Nurcu Gruplar ve Güncel Tehditler

Said Nursi’nin Risale-i Nur külliyatı ile başlayan Nurcu hareketler, eğitim ve yayıncılık yoluyla toplumsal varlıklarını güçlendirdi. 1960’lardan itibaren dolaylı siyasi etki göstermeye başladılar. Bugün cemaatler sadece devlet kadrolarında değil, toplumun geneli üzerinde de müdahaleci bir rol üstleniyor. İnsanlara kendi hayat tarzlarını dayatıyor, toplumsal etkinliklerde seküler kutlamaların yapılmamasını telkin ediyor ve bireylere “Noel kutlamayın, seküler etkinliklere katılmayın” diyerek baskı uygulayabiliyor. Bu, modern Türkiye’nin laik ve seküler yaşamını doğrudan tehdit ediyor.

Eğitim alanında durum daha kritik. Milli Eğitim Bakanlığı ile yapılan iş birlikleri, özel okullar, burs programları ve yaz okulları aracılığıyla öğrenciler kendi ideolojilerine göre yönlendiriliyor. Genç kuşak sorgulama ve özgür düşünce yerine lider odaklı ve kapalı hiyerarşinin değerleriyle karşılaşıyor. Bazı okullarda öğrenciler cemaatin kulüplerine yönlendiriliyor, diğer düşünceler ve yaşam tarzları baskılanıyor. Bu durum toplumsal kutuplaşmayı derinleştiriyor ve laik, eşitlikçi eğitim vizyonunu tehdit ediyor.

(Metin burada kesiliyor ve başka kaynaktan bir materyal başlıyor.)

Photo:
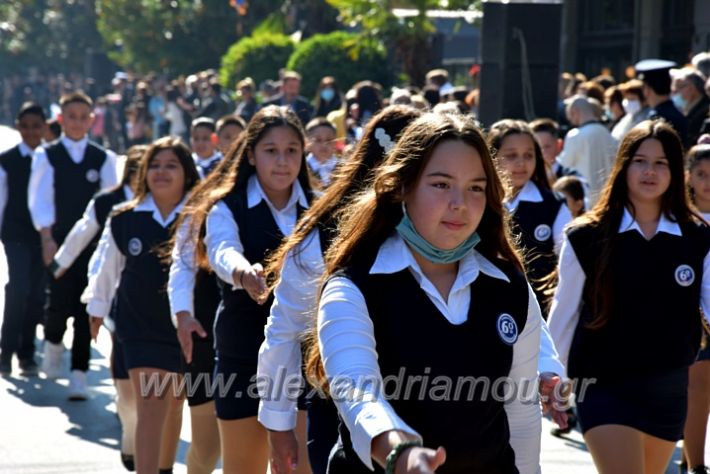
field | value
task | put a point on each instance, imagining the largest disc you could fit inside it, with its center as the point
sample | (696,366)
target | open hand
(187,324)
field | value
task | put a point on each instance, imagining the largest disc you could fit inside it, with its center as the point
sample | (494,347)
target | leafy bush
(348,57)
(259,57)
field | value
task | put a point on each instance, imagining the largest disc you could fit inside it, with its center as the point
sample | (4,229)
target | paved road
(42,432)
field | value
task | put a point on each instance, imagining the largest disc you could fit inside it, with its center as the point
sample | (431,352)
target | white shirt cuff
(373,420)
(278,420)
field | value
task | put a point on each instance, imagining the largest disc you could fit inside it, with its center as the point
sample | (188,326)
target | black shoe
(571,424)
(29,368)
(128,462)
(5,367)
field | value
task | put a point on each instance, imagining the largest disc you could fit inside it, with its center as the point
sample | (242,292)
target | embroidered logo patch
(684,275)
(135,246)
(543,232)
(507,329)
(92,176)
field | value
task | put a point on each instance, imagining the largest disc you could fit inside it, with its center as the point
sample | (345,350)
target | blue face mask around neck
(406,230)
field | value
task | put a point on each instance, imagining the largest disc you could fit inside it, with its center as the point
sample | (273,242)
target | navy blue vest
(239,328)
(207,295)
(142,308)
(104,202)
(74,184)
(208,168)
(534,222)
(17,223)
(655,320)
(412,335)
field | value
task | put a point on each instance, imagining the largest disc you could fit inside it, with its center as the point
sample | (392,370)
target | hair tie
(384,140)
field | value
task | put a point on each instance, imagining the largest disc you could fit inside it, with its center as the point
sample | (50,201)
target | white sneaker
(77,386)
(52,361)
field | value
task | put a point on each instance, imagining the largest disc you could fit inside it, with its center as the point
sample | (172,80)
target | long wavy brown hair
(350,178)
(372,217)
(234,173)
(607,213)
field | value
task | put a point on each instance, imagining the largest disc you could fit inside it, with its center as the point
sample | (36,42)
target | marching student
(538,214)
(133,271)
(296,268)
(24,293)
(64,178)
(204,145)
(321,158)
(194,297)
(424,282)
(547,133)
(633,274)
(228,129)
(694,434)
(572,188)
(245,217)
(86,229)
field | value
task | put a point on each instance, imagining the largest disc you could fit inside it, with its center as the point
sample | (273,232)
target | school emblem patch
(507,329)
(135,246)
(92,176)
(542,232)
(684,275)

Ekonomi, Bürokrasi ve Devlet Üzerindeki Etkiler

Cemaatler ekonomik güç ve toplumsal taban üzerinden siyasete etki edebiliyor. Bazıları seçimlerde doğrudan destek açıklıyor; bazıları tabanına dolaylı mesajlar ileterek tercihleri şekillendiriyor. FETÖ örneğinde bu strateji devlete sızma ve darbe girişimine dönüştü. Menzil ve İsmailağa gibi yapılar FETÖ kadar radikal olmasa da ekonomik ve sosyal güçleri sayesinde siyasal etkilerini kullanıyor. Menzil, enerji, inşaat ve medya sektörlerinde faaliyet gösteriyor; İsmailağa vakıf ve gayrimenkul varlıkları üzerinden siyasi aktörlerle temas kuruyor. FETÖ ise Nurcu geleneğin bir kolundan ayrılarak eğitim kurumları, dernekler, finansal ağlar ve medya organları üzerinden devlete sızdı ve stratejik kademeleri ele geçirmeye çalıştı. 15 Temmuz 2016 darbe girişimi, cemaatlerin “sivil toplum” kisvesi altında paralel yapı kurabileceğini gösteren en uç örnektir.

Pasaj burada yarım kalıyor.